Software Engineering Interview Questions

January 1, 2025

Study

Computer-Science, Interview, Software-Engineering

Here is a list of interview questions for senior full-stack engineers, covering basic knowledge, front-end, back-end, and architecture. It is a classic set of questions that never goes out of style.

Computer Networking #

CIDR #

How many available IP addresses are there in the following `CIDR` address block? #

10.0.0.0/24

2^(32-24)-2=2^8-2=254

What is the corresponding IP address range? #

10.0.0.1 ~ 10.0.0.254

10.0.0.0 is not assignable, it is the starting address of the subnet.

10.0.0.255 is not assignable, it is the broadcast address of the subnet.

Subnetting #

With the following subnet mask and two IP addresses, are they in the same subnet? #

255.255.255.0
192.168.0.10
192.168.1.10

No, because the result of the AND operation between the two IP addresses and the subnet mask is different. They are:

192.168.0.10 & 255.255.255.0 = 192.168.0.0

192.168.1.10 & 255.255.255.0 = 192.168.1.0

Default Gateway #

The default gateway is a network device used to send packets from one network to another. When a device wants to send a packet to another network, it checks if the destination IP address is in the same subnet.

If it is, the device can communicate directly without going through the gateway.
If it is not, the device sends the packet to the default gateway, which forwards it to the destination network.

The default gateway is usually a router that connects two different networks.

NAT #

Network Address Translation (NAT) is a technology that converts private IP addresses into public IP addresses. In a private subnet, each device has only one private IP address and cannot communicate directly with the Internet. NAT maps private IP addresses to a single public IP addresses.

UDP VS TCP #

In simple terms, TCP is a connection-oriented, reliable, ordered, byte-stream transport protocol. UDP is a connectionless, unreliable, unordered, packet-based transport protocol.

Feature	TCP	UDP
Connection	Connection-oriented	Connectionless
Reliability	Reliable due to error checking, retransmission, reassembling	Unreliable due to no error checking and retransmission, reassembling
Speed	Slower due to overhead	Faster due to no overhead
Flow/Congestion control	Yes	No
Header size	Larger (20 - 60 bytes)	Smaller (8 bytes)
Use case	Web browsing, file transfer, email	Real-time application like video streaming, online gaming, VoIP (voice over IP)

DNS #

A Record #

An A record maps a domain name to an IPv4 address. The @ symbol represents the root domain.

example.com	record type	value	TTL
@	A	192.0.2.1	14400

CNAME #

A CNAME record is an alias for a domain name. It maps one domain name to another. For example:

blog.example.com	record type	value	TTL
@	CNAME	is an alias of example.com	32600

HTTP #

Why need three-way handshake for establishing a connection? #

The first time proves that the client can send data (SYN).
The second time proves that the server can receive data and send data (SYN + ACK).
The third time proves that the client can receive data (ACK).

It is like making a phone call.
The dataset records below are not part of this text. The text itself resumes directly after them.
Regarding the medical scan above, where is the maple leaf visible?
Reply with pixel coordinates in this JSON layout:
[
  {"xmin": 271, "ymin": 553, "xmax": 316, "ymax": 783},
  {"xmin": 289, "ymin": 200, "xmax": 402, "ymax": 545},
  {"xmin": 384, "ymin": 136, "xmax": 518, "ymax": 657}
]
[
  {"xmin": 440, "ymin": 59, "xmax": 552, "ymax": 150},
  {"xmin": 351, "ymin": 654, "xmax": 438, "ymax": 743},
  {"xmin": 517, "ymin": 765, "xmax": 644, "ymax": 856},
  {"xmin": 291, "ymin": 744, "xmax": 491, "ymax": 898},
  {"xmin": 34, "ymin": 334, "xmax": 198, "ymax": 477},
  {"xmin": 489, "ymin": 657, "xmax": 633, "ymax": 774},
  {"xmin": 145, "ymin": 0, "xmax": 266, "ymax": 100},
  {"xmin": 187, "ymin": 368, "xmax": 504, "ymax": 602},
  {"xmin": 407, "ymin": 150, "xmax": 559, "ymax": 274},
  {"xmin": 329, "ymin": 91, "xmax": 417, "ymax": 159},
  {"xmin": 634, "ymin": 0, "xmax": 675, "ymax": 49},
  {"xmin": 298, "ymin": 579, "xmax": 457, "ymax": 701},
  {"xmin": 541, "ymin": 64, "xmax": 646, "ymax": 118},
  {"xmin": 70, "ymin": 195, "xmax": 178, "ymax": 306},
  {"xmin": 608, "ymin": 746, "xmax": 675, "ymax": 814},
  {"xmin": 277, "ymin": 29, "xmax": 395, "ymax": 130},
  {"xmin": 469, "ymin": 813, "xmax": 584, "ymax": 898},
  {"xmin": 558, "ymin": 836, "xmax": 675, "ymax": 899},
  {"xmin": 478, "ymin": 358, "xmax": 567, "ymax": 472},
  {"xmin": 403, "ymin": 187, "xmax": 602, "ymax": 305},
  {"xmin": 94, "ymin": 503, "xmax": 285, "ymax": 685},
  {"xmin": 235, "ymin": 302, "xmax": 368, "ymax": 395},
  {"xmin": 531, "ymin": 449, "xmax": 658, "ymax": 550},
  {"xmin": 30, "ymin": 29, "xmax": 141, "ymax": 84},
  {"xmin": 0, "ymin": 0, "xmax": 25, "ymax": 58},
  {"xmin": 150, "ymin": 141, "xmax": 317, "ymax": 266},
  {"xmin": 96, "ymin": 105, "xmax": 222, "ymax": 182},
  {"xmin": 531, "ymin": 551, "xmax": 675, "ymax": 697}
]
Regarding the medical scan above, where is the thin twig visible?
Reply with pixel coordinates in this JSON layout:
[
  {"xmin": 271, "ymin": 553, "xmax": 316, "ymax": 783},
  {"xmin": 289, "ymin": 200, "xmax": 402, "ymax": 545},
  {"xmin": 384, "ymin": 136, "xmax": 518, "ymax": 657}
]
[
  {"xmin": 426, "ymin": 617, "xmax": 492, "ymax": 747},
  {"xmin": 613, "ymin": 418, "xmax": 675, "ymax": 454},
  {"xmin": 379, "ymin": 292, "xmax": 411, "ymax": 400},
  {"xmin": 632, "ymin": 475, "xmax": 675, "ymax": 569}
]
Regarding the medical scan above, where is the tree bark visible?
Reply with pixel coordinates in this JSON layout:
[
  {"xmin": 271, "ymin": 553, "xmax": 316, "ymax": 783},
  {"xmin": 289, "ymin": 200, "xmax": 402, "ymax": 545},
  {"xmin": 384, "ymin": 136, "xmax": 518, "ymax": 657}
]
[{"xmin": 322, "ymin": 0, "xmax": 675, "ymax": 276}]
A says, “Can you hear me?” B says, “I can hear you, can you hear me?” A says, “I can hear you too.”

Why need four-way handshake for closing a connection? #

The first time the client tells the server that the client will no longer send data (FIN).
The second time the server tells the client that the server still has data to send (ACK).
The third time the server tells the client that the server will no longer send data (FIN).
The fourth time the client tells the server that it can close the connection (ACK).

Because TCP is full-duplex, closing a connection requires two steps. It is like ending a phone call. A says, “I’m done talking.” B says, “I still have something to say.” B says, “I’m done talking.” A says, “Okay.”

Is there a limit to the length of a URL? #

The HTTP protocol does not specify a maximum URL length, but browsers and servers have limits. For example, Chrome’s URL length limit is 2KB.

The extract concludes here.